Tem de percorrer largas distâncias até conseguir encontrar esse ponto de carregamento, é isso?
Mas é um ponto importante, porque as pessoas precisam de se deslocar e a ideia não é tornar a vida difícil. A ideia é manter os níveis de satisfação das necessidades, mas de uma forma mais eficiente.
Acha que o recente regulamento europeu AFIR, que prevê essas infraestruturas e acesso fácil a carregamentos, tão fácil quase como ir a uma bomba de combustível, poderá ser o desbloqueador que faltava?
É um dos desbloqueadores, é importantíssimo. O regulamento AFIR traz bastantes drivers que, se forem implementados - e esperemos que sim -, são importantes nesse sentido. Efetivamente, a União Europeia está consciente da dificuldade na descarbonização da mobilidade, mas não será seguramente o único. Para mim é fundamental, também, que no planeamento e no governo das cidades os transportes públicos tenham um papel importante.

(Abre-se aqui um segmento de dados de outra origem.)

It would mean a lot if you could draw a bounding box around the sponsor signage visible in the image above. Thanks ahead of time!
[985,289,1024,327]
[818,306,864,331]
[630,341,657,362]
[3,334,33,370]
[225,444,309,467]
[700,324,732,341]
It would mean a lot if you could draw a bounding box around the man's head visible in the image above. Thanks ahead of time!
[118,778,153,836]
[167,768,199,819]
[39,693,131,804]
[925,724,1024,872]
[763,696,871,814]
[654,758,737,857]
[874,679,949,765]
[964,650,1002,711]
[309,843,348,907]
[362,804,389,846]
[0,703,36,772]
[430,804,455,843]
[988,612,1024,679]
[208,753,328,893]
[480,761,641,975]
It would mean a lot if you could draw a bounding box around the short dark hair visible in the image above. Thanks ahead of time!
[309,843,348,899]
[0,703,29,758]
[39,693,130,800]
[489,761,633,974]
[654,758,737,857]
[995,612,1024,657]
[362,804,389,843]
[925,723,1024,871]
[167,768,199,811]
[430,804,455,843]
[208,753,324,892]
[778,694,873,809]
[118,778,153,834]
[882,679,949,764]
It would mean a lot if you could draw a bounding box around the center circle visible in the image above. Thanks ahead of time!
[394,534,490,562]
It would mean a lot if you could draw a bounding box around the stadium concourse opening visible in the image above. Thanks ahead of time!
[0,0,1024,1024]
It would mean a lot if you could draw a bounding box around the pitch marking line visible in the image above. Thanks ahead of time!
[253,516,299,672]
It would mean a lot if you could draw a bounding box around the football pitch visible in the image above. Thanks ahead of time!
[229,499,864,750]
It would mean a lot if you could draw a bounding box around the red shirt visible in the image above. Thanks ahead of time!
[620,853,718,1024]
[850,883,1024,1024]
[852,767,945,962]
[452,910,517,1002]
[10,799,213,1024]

Fala em planeamento, planeamento, planeamento, não é?
Sim, e sobretudo numa visão sistémica ou holística. Porque as medidas avulsas perdem-se e aquilo que se impõe a quem decide é decidir no presente, não amarrado no passado, não incorporado no modelo passado, mas na consciencialização de construir um modelo futuro, e, ao ter esta consciencialização, quem decide no presente vai ter a necessidade de olhar, por exemplo, para a mobilidade elétrica e pensar que vamos precisar de pôr carregamento elétrico para que as pessoas possam carregar os seus veículos, mas também vamos precisar de disponibilizar transporte coletivo para que as pessoas usem menos o carro. E vamos ainda ter de saber compatibilizar os transportes desta cidade ou deste concelho de forma a que não se cruzem nas mesmas rotas e sejam interativos, complementares, e assim sucessivamente. Tudo isto é um puzzle.
No próximo dia 10 de outubro vai ser entregue a proposta de Orçamento do Estado para 2024. O que é que gostaria de ver lá inscrito, especificamente, para estas áreas, o Ambiente e também a Energia?
Algo de que ainda não ouvi falar, a lei do clima. Como já disse, tem pouco mais de um ano e tem lá um artigo que fala do IRS verde, que é precisamente para levar os consumidores e as empresas a optarem por aquisições mais descarbonizadas, oferecendo-lhes o Estado uma possibilidade de amortização e benefícios fiscais. Portanto, gostaria que se começasse a implementar a fiscalidade verde e que ela não se circunscreva aos combustíveis.